An OMOP-Based Open-Source Text-to-SQL Benchmark Dataset
Proceedings of the 8th Workshop on Clinical Natural Language Processing (Clinical NLP) @ LREC 2026
Abstract
Access to electronic health record (EHR) warehouses is limited by SQL expertise and complex clinical schemas. We present an open-source OMOP Common Data Model text-to-SQL benchmark (CDM v5.4) with a safety contract: output one executable SQL statement or the abstention token (<NO_SQL>) for unanswerable requests.

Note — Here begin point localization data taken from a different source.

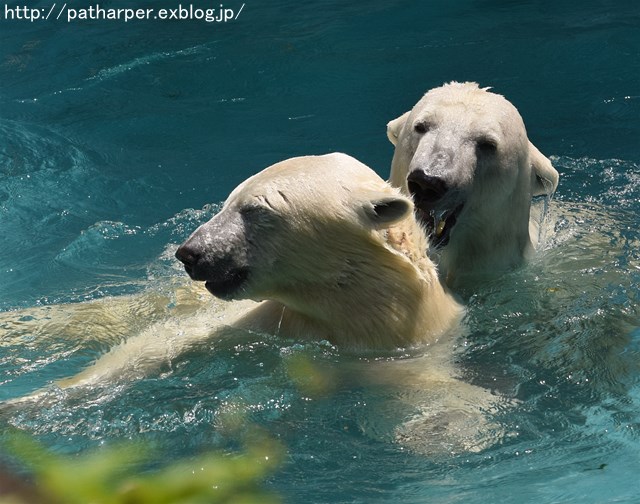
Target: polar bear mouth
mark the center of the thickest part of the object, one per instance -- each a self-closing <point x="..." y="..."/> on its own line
<point x="439" y="223"/>
<point x="228" y="286"/>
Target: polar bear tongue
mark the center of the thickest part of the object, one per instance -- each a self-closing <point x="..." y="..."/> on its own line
<point x="439" y="224"/>
<point x="228" y="285"/>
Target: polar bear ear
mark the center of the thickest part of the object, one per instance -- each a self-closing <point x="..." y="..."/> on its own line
<point x="386" y="210"/>
<point x="546" y="176"/>
<point x="394" y="127"/>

Inputs are concept-normalized (entities as OMOP concept IDs) to decouple SQL generation from entity linking. We evaluate by executing predicted and reference queries on a synthetic OMOP PostgreSQL database, reporting Execution Accuracy (result equivalence) and a reliability score that rewards correct abstention and penalizes unsafe attempts. The dataset includes 6,690 paraphrases from 75 OMOP-adapted templates with leakage-resistant template/SQL-variation splits. LoRA-tuned Llama-3-8B-Instruct achieves 93.55% execution accuracy with improved abstention reliability, while schema-injected baselines fail the contract. We release the dataset, splits, database dump, and a reproducible evaluation pipeline to support reliable clinical analytics assistants.